Nearby corporate offices provide a diverse employment base and reasonable commute times that support renter demand and renewal prospects, led by energy, utilities, logistics, aerospace, and packaging employers.

  • Chevron — energy (7.0 miles)
  • Edison International — electric utility (10.1 miles) — HQ
  • Ryder Vehicle Sales — logistics & fleet services (10.6 miles)
  • United Technologies — aerospace & manufacturing offices (11.5 miles)
  • International Paper — packaging & paper (12.5 miles)
Why invest?

1838 E Workman Ave brings a 2011-built, 65-unit profile to a neighborhood characterized by older 1970s-era stock, offering relative competitiveness on curb appeal, unit finishes, and systems. Neighborhood occupancy trends sit in a strong national percentile, and renter concentration is high, supporting depth of demand for multifamily. Elevated home values across the area reinforce reliance on rental housing, while the amenity mix favors daily convenience (notably groceries and dining) over lifestyle features.

Within a 3-mile radius, households have edged higher and are projected to grow further alongside rising incomes by the next five-year window, which supports a larger tenant base and leasing stability. According to CRE market data from WDSuite, local rent levels and a higher rent-to-income ratio call for disciplined renewal and pricing strategies, but the combination of solid occupancy, newer vintage, and a broad employment base underpins a steady, operations-focused thesis.

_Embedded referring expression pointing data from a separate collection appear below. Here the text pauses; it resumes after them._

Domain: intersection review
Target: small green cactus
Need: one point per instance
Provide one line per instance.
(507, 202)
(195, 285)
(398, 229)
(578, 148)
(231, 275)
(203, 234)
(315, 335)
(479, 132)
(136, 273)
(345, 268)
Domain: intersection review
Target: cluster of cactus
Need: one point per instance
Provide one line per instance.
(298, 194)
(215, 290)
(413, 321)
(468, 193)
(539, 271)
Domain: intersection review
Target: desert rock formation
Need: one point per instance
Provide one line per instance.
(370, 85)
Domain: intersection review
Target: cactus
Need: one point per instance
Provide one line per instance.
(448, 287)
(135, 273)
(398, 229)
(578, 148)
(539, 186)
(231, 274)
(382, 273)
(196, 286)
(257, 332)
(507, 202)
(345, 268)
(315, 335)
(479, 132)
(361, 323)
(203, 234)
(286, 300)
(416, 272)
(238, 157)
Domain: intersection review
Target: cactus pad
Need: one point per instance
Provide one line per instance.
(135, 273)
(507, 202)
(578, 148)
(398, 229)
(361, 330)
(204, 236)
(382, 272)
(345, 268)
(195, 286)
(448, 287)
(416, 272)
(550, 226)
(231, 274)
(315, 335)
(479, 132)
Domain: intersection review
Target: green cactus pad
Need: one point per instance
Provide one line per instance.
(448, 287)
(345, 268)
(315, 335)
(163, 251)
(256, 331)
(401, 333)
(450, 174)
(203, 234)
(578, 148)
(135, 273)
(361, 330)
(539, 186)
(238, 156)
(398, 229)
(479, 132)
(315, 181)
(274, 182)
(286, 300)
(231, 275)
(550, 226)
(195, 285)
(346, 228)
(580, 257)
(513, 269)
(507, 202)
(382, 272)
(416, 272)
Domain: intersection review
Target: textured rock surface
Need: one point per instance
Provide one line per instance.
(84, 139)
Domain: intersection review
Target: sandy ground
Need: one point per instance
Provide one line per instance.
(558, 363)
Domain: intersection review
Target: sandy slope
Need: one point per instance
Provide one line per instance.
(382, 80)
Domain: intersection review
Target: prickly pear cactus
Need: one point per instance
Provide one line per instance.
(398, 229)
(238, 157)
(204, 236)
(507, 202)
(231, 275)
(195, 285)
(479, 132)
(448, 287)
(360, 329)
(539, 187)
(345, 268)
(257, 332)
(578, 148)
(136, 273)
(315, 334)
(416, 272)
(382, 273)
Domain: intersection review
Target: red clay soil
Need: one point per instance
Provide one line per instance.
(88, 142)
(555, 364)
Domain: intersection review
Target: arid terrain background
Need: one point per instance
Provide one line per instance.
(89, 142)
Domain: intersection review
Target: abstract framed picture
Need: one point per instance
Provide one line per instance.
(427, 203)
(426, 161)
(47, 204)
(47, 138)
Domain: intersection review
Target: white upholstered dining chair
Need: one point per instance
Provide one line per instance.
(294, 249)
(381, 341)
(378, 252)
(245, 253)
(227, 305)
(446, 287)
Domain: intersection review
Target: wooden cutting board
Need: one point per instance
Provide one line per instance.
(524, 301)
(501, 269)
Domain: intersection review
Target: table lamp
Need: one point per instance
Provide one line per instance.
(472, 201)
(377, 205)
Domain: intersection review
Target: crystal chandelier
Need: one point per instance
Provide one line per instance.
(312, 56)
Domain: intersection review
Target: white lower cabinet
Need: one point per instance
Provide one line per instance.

  • Newer 2011 construction relative to local stock supports competitive positioning with limited near-term capex.
  • Strong neighborhood occupancy and high renter concentration bolster demand durability and collections.
  • Daily-needs amenity strength (groceries, dining) and proximity to diverse employers aid retention.
  • Demographic outlook within 3 miles points to more households and rising incomes, supporting leasing stability.
  • Risks: elevated rent-to-income ratio and thinner lifestyle amenities (parks/cafes) require thoughtful pricing and resident programming.